The class action application alleges CIRO was negligent on several counts, including failing to: implement an effective “data security industry standard” to protect the personal and financial information; post fraud alerts on class members’ credit files immediately after the data breach; encrypt and protect the personal and financial data; and promptly notify the plaintiff and class members of the breach.

The plaintiff received notice about 42 days after the breach, during the week of Sept. 22, according to the application.

The application also alleges that CIRO “committed a fault by retaining the very private, personal and financial information” of the plaintiff and class members for several years more than required — well over a decade in the plaintiff’s case.

Like the plaintiff, “some people may no longer be practising — or moved on to different careers — and are still affected” by the breach, Assor said.

CIRO says on its website that the collection of registrants’ data is mandated by the CSA under Form 33-109F4. The regulator also says it will “conduct a renewed review of its data retention policies.”

Citing Quebec legislation, the class action application alleges that CIRO is liable to pay at least $1,000 in punitive damages to each class member for the loss of data, as well as potential compensatory damages (e.g., out-of-pocket expenses for identity-theft protection, such as insurance) and moral damages (e.g., stress).

The application asks for a national class action to be granted, before the Superior Court in Montreal.

If the class action is authorized, no action on the part of the determined class members will be required, Assor said. “Notices will go out and then [class members] will be given an opportunity to opt out,” he said.

As things stand, registrants can sign up for notices about the class action application on the Lex Group website.

As previously reported by this publication, the Office of the Information and Privacy Commissioner of Ontario (IPC) said it contacted the Ontario Securities Commission (OSC) for more information about the CIRO cybersecurity breach after it occurred.

Self-regulatory organizations (SROs) aren’t required to report data breaches to the IPC, but provincial institutions, including Crown agencies such as the OSC, are required to report breaches that pose a risk of “significant harm.” In this case, the compromised data was collected under powers delegated to the SRO by the OSC.

The IPC has since told this publication — in an emailed statement in November — that it contacted the OSC on Sept. 18.

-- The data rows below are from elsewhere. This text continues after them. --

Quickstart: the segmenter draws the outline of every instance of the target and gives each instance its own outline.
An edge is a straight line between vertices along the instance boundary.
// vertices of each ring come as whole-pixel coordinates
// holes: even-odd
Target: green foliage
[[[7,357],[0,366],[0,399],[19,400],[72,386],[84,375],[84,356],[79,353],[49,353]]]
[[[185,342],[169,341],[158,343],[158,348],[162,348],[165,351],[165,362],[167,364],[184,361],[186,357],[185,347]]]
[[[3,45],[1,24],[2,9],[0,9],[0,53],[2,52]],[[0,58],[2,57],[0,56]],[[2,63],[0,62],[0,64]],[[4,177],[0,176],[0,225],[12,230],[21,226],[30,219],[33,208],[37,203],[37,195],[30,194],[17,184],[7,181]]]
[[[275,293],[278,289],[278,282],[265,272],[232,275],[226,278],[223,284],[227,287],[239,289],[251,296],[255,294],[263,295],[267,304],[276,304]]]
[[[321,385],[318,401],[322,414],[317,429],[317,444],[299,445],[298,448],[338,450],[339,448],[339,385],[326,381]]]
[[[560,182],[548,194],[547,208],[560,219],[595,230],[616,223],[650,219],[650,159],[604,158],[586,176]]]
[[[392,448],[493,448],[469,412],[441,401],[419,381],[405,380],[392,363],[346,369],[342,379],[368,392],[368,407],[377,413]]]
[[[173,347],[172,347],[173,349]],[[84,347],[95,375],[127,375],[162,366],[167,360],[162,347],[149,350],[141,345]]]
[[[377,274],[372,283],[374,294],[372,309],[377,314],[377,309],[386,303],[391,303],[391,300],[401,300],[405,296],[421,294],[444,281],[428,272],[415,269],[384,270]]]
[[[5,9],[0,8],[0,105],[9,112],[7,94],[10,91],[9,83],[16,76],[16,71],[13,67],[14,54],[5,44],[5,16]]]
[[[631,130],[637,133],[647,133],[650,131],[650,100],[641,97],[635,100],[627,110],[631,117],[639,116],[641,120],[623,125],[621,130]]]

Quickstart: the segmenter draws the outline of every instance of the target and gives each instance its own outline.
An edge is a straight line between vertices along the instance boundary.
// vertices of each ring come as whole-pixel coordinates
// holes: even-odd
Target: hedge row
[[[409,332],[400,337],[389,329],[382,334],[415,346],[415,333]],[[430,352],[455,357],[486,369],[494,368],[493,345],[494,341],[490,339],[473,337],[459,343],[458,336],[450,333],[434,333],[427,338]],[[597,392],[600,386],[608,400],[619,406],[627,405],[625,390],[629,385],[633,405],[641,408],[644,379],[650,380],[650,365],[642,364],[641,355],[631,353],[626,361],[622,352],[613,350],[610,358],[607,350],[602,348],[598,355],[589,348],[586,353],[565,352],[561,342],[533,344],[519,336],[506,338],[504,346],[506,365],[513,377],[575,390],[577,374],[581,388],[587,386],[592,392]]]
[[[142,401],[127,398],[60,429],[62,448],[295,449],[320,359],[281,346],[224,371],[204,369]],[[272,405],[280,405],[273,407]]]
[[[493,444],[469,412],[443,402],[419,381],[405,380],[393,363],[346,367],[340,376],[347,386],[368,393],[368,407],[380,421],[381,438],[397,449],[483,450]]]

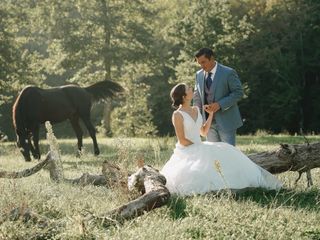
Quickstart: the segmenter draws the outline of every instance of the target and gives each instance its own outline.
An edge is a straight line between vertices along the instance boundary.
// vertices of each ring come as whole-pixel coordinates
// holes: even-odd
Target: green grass
[[[318,136],[308,136],[320,141]],[[84,154],[76,158],[76,140],[59,140],[64,174],[75,178],[83,172],[99,174],[104,160],[122,169],[136,170],[137,160],[160,169],[174,148],[174,138],[99,138],[101,155],[92,155],[90,139],[84,140]],[[279,143],[303,143],[299,136],[239,136],[238,147],[245,153],[274,150]],[[43,153],[48,144],[41,141]],[[43,154],[44,156],[44,154]],[[36,162],[24,162],[13,143],[0,143],[0,169],[20,170]],[[45,170],[23,179],[0,179],[0,213],[15,207],[29,207],[49,218],[53,230],[33,223],[5,221],[0,239],[320,239],[320,171],[312,170],[314,187],[307,188],[302,176],[278,175],[285,189],[262,189],[237,194],[206,194],[171,198],[167,206],[133,220],[104,228],[85,222],[88,212],[99,215],[129,201],[123,189],[57,184]]]

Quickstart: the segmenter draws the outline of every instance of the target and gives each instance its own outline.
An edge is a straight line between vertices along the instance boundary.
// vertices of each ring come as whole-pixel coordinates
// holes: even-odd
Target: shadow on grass
[[[170,209],[170,217],[172,219],[181,219],[187,216],[187,203],[185,198],[172,196],[167,204]]]
[[[306,230],[302,234],[305,237],[308,237],[308,239],[312,240],[319,240],[320,239],[320,229],[319,230]]]
[[[60,148],[60,151],[61,151],[62,155],[70,154],[70,155],[75,155],[76,156],[77,151],[78,151],[78,147],[77,147],[77,142],[76,141],[74,142],[74,144],[59,142],[59,148]],[[101,155],[116,152],[116,148],[115,147],[110,147],[110,146],[107,146],[106,144],[99,144],[99,148],[100,148],[100,154]],[[92,143],[84,143],[83,144],[83,149],[85,150],[85,152],[93,154],[93,145],[92,145]],[[47,150],[49,150],[49,147],[47,147]]]
[[[77,169],[79,167],[102,167],[103,159],[97,159],[97,160],[90,160],[90,161],[82,161],[81,158],[79,158],[79,161],[64,161],[63,168],[64,170],[68,169]]]
[[[286,206],[293,209],[320,211],[320,191],[315,188],[306,191],[282,189],[279,192],[252,189],[235,193],[234,198],[237,201],[253,201],[263,207],[276,208]]]
[[[319,136],[306,136],[310,142],[318,142]],[[274,145],[280,143],[287,144],[302,144],[306,143],[304,136],[290,136],[290,135],[266,135],[266,136],[239,136],[237,142],[239,144],[248,145],[251,143],[261,144],[261,145]]]
[[[76,142],[75,145],[65,142],[59,143],[59,149],[61,152],[62,161],[65,164],[70,165],[88,165],[95,166],[101,165],[105,160],[114,162],[117,157],[117,150],[114,147],[107,146],[106,144],[100,144],[100,154],[98,156],[93,155],[93,146],[90,143],[83,144],[84,154],[79,156],[77,152]],[[49,151],[49,145],[45,144],[41,146],[42,157]],[[67,161],[67,155],[74,156],[78,161]]]

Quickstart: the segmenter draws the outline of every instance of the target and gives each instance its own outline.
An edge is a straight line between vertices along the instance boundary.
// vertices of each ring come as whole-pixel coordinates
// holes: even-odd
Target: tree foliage
[[[112,129],[116,135],[141,137],[156,134],[152,110],[148,104],[150,87],[141,78],[146,77],[147,66],[125,68],[126,93],[112,115]]]
[[[241,132],[319,132],[319,11],[312,0],[5,0],[0,130],[12,138],[11,107],[28,84],[112,79],[126,93],[110,109],[98,105],[96,124],[112,120],[114,134],[171,134],[170,89],[194,84],[194,53],[206,46],[243,83]]]
[[[247,130],[319,131],[314,122],[320,99],[310,98],[320,88],[315,41],[320,37],[319,7],[314,1],[284,1],[251,12],[254,29],[236,46],[247,87],[248,98],[242,104]]]

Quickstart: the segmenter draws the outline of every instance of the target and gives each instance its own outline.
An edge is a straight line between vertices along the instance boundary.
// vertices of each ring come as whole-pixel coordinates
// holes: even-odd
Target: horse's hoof
[[[99,154],[100,154],[100,150],[99,149],[94,150],[94,155],[98,156]]]
[[[82,156],[82,152],[80,150],[78,150],[77,153],[76,153],[76,157],[80,158],[81,156]]]

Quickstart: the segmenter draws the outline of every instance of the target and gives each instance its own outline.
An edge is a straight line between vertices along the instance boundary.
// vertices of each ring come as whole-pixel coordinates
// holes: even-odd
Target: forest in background
[[[194,53],[210,47],[242,81],[240,134],[319,133],[319,12],[316,0],[3,0],[0,131],[14,139],[11,109],[27,85],[111,79],[126,91],[94,105],[99,133],[171,135],[170,89],[194,84]]]

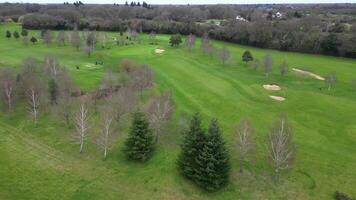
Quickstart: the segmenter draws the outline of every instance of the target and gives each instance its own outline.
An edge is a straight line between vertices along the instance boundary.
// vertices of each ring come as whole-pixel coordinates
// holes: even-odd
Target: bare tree
[[[156,142],[158,142],[158,137],[162,133],[173,111],[174,105],[170,92],[166,92],[162,96],[158,96],[152,100],[148,113],[150,123],[156,132]]]
[[[99,40],[101,42],[101,47],[103,49],[106,48],[107,41],[108,41],[108,36],[106,35],[106,33],[100,33],[99,34]]]
[[[114,114],[112,108],[106,105],[101,112],[102,128],[101,134],[97,138],[96,144],[103,150],[104,159],[107,157],[111,144],[112,129],[114,124]]]
[[[227,47],[223,47],[219,50],[219,57],[223,65],[225,65],[231,58],[230,51]]]
[[[254,128],[247,119],[241,120],[236,129],[236,144],[240,160],[240,173],[242,173],[243,162],[245,162],[248,154],[250,154],[256,146],[253,138],[254,132]]]
[[[65,45],[67,40],[67,35],[64,31],[60,31],[57,35],[57,45],[61,46],[61,45]]]
[[[11,68],[0,68],[0,92],[7,104],[8,112],[12,110],[14,91],[16,87],[16,73]]]
[[[153,85],[153,71],[148,65],[141,65],[131,74],[132,86],[140,92]]]
[[[215,47],[210,43],[208,33],[204,33],[200,48],[202,49],[203,53],[209,55],[210,57],[214,56]]]
[[[265,55],[265,57],[263,57],[262,67],[266,78],[268,78],[269,74],[272,71],[272,65],[273,65],[272,57],[269,54]]]
[[[292,140],[292,129],[287,123],[287,118],[281,116],[267,136],[268,159],[277,181],[282,170],[293,166],[295,146]]]
[[[81,103],[79,110],[74,115],[74,123],[76,126],[74,139],[80,145],[79,153],[83,152],[84,143],[88,137],[88,119],[88,108],[85,103]]]
[[[356,90],[356,78],[351,81],[352,87]]]
[[[49,30],[46,30],[43,33],[42,39],[47,45],[51,44],[51,42],[52,42],[52,34],[51,34],[51,32]]]
[[[75,47],[77,50],[79,50],[79,47],[81,46],[81,39],[80,35],[77,29],[74,29],[71,34],[70,34],[70,43],[72,44],[73,47]]]
[[[90,32],[86,37],[85,46],[84,46],[84,51],[88,54],[88,56],[90,56],[93,53],[95,49],[95,44],[96,44],[95,34],[93,32]]]
[[[22,37],[22,42],[26,47],[28,46],[28,44],[30,43],[30,40],[27,35]]]
[[[279,71],[281,73],[281,76],[286,75],[288,72],[288,63],[286,61],[283,61],[282,64],[279,66]]]
[[[27,90],[29,113],[32,115],[35,125],[38,123],[39,107],[40,107],[40,91],[36,86],[32,85]]]
[[[57,58],[53,56],[45,56],[44,63],[45,71],[53,78],[57,78],[57,76],[64,71],[64,68],[59,64]]]
[[[188,48],[189,51],[192,51],[195,45],[195,35],[189,34],[185,40],[185,46]]]
[[[254,59],[251,63],[251,68],[256,71],[260,67],[260,65],[260,60]]]
[[[327,85],[328,90],[331,90],[331,88],[334,87],[336,81],[337,79],[335,73],[328,74],[325,77],[325,84]]]
[[[137,104],[137,98],[130,87],[121,87],[110,99],[109,104],[114,111],[116,121],[119,122],[124,114],[134,109]]]
[[[149,44],[155,45],[157,44],[157,39],[156,39],[156,32],[151,31],[149,35]]]
[[[107,93],[111,94],[115,91],[116,86],[118,86],[118,82],[118,77],[114,75],[111,69],[108,69],[101,80],[100,89],[106,90]]]

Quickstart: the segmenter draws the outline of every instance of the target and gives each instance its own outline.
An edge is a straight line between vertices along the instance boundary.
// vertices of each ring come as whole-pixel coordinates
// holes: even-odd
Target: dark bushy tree
[[[19,37],[20,37],[20,34],[19,34],[19,32],[17,32],[17,31],[14,31],[14,38],[17,40],[17,39],[19,39]]]
[[[204,147],[196,158],[195,182],[209,191],[225,186],[229,181],[229,155],[216,119],[210,123]]]
[[[245,51],[243,54],[242,54],[242,61],[248,63],[250,61],[253,61],[253,56],[251,54],[250,51]]]
[[[125,142],[125,153],[130,160],[144,162],[154,150],[152,130],[144,113],[136,112],[133,116],[129,137]]]
[[[6,31],[6,37],[7,37],[8,39],[11,38],[11,32],[10,32],[10,31]]]
[[[35,44],[37,42],[37,38],[35,38],[34,36],[31,37],[30,41],[32,42],[32,44]]]
[[[197,168],[196,158],[202,151],[205,142],[205,134],[201,126],[200,114],[196,113],[190,121],[189,130],[184,133],[181,152],[178,157],[178,167],[183,176],[194,179]]]
[[[21,36],[22,37],[25,37],[25,36],[27,36],[28,35],[28,31],[26,30],[26,29],[22,29],[22,31],[21,31]]]
[[[182,37],[177,34],[177,35],[172,35],[171,38],[169,38],[169,44],[173,46],[179,46],[180,43],[182,43]]]

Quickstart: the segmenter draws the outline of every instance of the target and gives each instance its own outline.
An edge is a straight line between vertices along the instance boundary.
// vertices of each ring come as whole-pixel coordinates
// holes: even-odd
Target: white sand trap
[[[304,71],[304,70],[301,70],[301,69],[297,69],[297,68],[292,68],[293,71],[297,72],[298,74],[301,74],[301,75],[306,75],[306,76],[311,76],[313,78],[316,78],[318,80],[322,80],[324,81],[325,78],[322,77],[322,76],[319,76],[317,74],[314,74],[312,72],[308,72],[308,71]]]
[[[271,99],[276,100],[276,101],[284,101],[286,98],[284,97],[279,97],[279,96],[269,96]]]
[[[281,90],[281,87],[275,84],[268,84],[268,85],[263,85],[263,88],[266,90],[271,90],[271,91],[279,91]]]
[[[164,51],[164,49],[155,49],[155,54],[162,54]]]

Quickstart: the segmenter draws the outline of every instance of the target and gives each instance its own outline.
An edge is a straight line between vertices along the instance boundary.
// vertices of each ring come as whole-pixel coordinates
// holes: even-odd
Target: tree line
[[[296,5],[294,8],[190,5],[149,9],[114,5],[84,5],[81,9],[68,5],[3,5],[0,9],[2,21],[19,21],[26,29],[71,30],[78,27],[80,30],[122,32],[131,29],[200,37],[207,32],[213,39],[244,45],[356,57],[356,24],[351,17],[344,17],[355,14],[354,5]],[[281,13],[281,17],[276,17],[277,13]]]

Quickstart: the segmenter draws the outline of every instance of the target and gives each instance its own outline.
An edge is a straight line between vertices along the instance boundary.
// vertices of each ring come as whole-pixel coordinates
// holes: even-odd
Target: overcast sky
[[[63,3],[73,0],[0,0],[3,2],[23,3]],[[128,0],[131,2],[131,0]],[[138,0],[134,0],[138,1]],[[142,2],[142,0],[139,0]],[[125,3],[125,0],[82,0],[83,3]],[[356,3],[356,0],[146,0],[149,4],[269,4],[269,3]]]

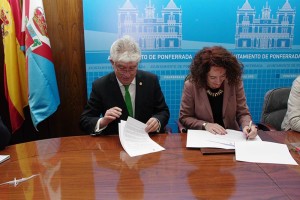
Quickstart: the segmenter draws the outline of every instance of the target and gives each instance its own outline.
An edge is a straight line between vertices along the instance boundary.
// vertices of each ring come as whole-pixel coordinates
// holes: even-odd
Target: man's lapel
[[[140,115],[140,109],[143,105],[143,98],[146,94],[146,88],[143,83],[144,79],[139,71],[136,74],[136,93],[135,93],[135,117],[138,118]],[[142,113],[141,113],[142,114]]]

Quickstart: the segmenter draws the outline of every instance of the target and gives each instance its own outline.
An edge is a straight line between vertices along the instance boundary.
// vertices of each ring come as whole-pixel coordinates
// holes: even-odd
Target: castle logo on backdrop
[[[258,16],[257,16],[258,15]],[[288,0],[277,9],[276,16],[266,5],[261,14],[246,0],[237,10],[235,47],[243,49],[290,49],[293,45],[296,9]]]
[[[118,9],[118,35],[131,35],[146,50],[181,49],[182,10],[173,0],[163,7],[160,15],[149,0],[145,12],[139,14],[130,0]]]

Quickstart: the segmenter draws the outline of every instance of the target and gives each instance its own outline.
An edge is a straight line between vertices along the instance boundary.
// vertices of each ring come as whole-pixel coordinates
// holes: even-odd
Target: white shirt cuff
[[[100,128],[102,117],[97,121],[96,127],[95,127],[95,133],[101,133],[107,126]]]

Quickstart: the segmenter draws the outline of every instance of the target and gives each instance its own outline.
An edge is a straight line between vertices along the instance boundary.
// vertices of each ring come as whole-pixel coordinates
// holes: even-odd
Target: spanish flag
[[[28,105],[25,54],[21,50],[24,44],[21,19],[19,0],[0,0],[0,23],[4,46],[4,86],[13,132],[22,126],[25,119],[23,108]]]

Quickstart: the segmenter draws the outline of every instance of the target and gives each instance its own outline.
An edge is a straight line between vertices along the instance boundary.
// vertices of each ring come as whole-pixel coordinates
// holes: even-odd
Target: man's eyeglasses
[[[122,74],[125,74],[125,73],[133,73],[136,71],[137,69],[137,64],[136,65],[132,65],[132,66],[129,66],[129,67],[125,67],[124,65],[121,65],[121,64],[116,64],[114,63],[116,69],[118,72],[122,73]]]

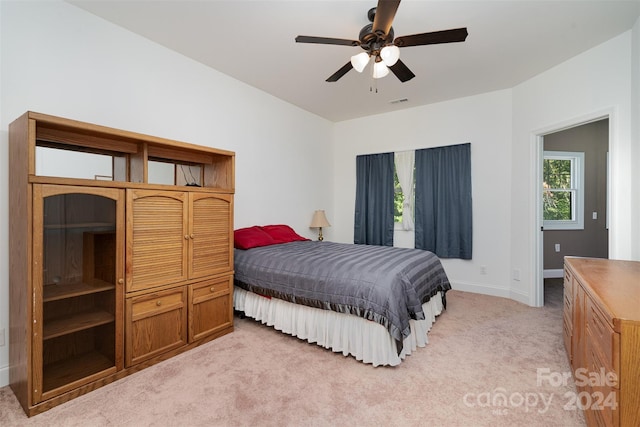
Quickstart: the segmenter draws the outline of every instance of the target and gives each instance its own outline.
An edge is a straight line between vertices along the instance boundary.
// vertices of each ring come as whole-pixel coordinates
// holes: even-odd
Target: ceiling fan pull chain
[[[373,92],[374,89],[375,89],[375,93],[378,93],[378,79],[374,79],[372,75],[371,83],[369,83],[369,92]]]

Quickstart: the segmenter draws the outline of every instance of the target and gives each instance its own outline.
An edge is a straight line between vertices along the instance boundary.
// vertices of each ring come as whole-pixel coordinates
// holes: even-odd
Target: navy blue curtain
[[[471,144],[416,150],[418,249],[471,259]]]
[[[353,243],[393,246],[393,153],[356,157]]]

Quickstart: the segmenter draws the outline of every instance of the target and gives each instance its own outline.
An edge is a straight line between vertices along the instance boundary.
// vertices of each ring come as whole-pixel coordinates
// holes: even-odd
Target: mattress
[[[445,307],[451,289],[438,257],[418,249],[295,241],[236,249],[234,259],[236,289],[375,323],[398,357],[412,321],[428,319],[424,304]]]

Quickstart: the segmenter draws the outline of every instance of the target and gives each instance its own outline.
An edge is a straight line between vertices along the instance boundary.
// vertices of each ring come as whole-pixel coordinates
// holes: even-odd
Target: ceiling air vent
[[[389,104],[402,104],[403,102],[409,102],[407,98],[396,99],[395,101],[389,101]]]

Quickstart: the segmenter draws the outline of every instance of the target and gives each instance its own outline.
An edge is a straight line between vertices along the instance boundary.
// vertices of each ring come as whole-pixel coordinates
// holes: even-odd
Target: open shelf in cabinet
[[[100,311],[84,314],[84,320],[81,319],[83,313],[67,319],[86,321],[82,327],[80,323],[76,326],[60,324],[58,329],[61,333],[57,335],[56,331],[45,328],[42,341],[42,391],[45,399],[48,397],[44,393],[60,393],[74,382],[90,381],[96,375],[117,369],[115,316]]]
[[[35,156],[31,172],[47,178],[125,183],[197,184],[224,192],[235,191],[235,153],[211,147],[172,141],[150,135],[80,123],[61,117],[27,112],[21,119],[33,120]],[[65,168],[67,164],[81,164]],[[168,175],[160,163],[170,165]],[[181,168],[193,167],[185,179]],[[197,171],[197,172],[196,172]],[[158,173],[160,175],[158,175]]]
[[[65,283],[46,285],[43,289],[43,302],[57,301],[66,298],[89,295],[115,289],[115,285],[94,279],[92,283]]]
[[[113,360],[98,351],[43,366],[43,390],[48,392],[109,369],[115,371]]]
[[[48,340],[61,335],[72,334],[83,329],[111,323],[114,320],[115,316],[106,311],[76,313],[69,317],[47,321],[42,328],[42,338]]]

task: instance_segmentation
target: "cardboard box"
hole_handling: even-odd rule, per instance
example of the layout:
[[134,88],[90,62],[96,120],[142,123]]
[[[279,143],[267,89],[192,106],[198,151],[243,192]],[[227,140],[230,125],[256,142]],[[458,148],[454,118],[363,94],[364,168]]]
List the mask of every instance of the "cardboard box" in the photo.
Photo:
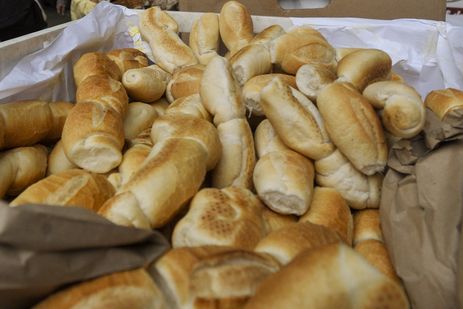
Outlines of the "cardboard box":
[[[179,0],[179,10],[219,12],[227,0]],[[445,20],[445,0],[331,0],[323,8],[283,9],[279,0],[239,0],[251,14],[291,17],[418,18]]]

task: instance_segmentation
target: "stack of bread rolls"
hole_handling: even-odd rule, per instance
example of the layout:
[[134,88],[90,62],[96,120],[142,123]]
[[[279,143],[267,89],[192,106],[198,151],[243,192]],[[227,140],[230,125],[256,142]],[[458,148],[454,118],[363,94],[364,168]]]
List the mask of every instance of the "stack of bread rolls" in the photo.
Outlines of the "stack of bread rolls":
[[236,1],[201,14],[188,44],[159,8],[139,27],[154,64],[87,53],[72,109],[0,105],[0,197],[170,227],[173,249],[37,307],[407,308],[378,211],[386,134],[420,134],[425,107],[461,116],[463,92],[423,102],[384,51],[336,48],[308,26],[255,34]]

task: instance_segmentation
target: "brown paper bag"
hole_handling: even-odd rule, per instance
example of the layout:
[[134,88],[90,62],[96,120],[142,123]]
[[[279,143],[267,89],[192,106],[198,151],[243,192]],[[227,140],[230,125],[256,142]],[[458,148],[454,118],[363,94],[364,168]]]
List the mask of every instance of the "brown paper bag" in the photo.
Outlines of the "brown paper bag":
[[428,111],[424,135],[392,148],[381,225],[413,308],[457,308],[463,127]]
[[27,308],[66,284],[147,266],[168,247],[156,231],[87,209],[0,202],[0,308]]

“We were advised that no records in the custody and control of the OSC were impacted by the breach,” the statement said.

The data breach occurred about four months after most of the provincial securities regulators delegated broader authority for registration to CIRO, and a few weeks after the Autorité des marchés financiers did so.

In an email, Debra Chan, senior public affairs specialist with the OSC, said, “[W]e do not wish to comment on any discussions with the IPC.” Chan referred to the CSA’s response to this publication in September that the National Registration Database wasn’t affected by the breach.

Previous IIROC-related class action attempt

CIRO predecessor the Investment Industry Regulatory Organization of Canada had a security breach in 2013 after an employee lost a laptop containing investors’ personal information.

That case can’t be directly compared to the current case. Still, in the laptop case, the Superior Court of Quebec dismissed a proposed class action on behalf of affected investors, finding that there was no evidence that the compromised information was misused, and that the regulator “reacted diligently” and shouldn’t face punitive damages.

The court ruled that the harm inflicted on investors didn’t justify compensation, and that it represented normal inconveniences “that any person living in society encounters and should be required to accept.”

With files from James Langton. This story has been updated.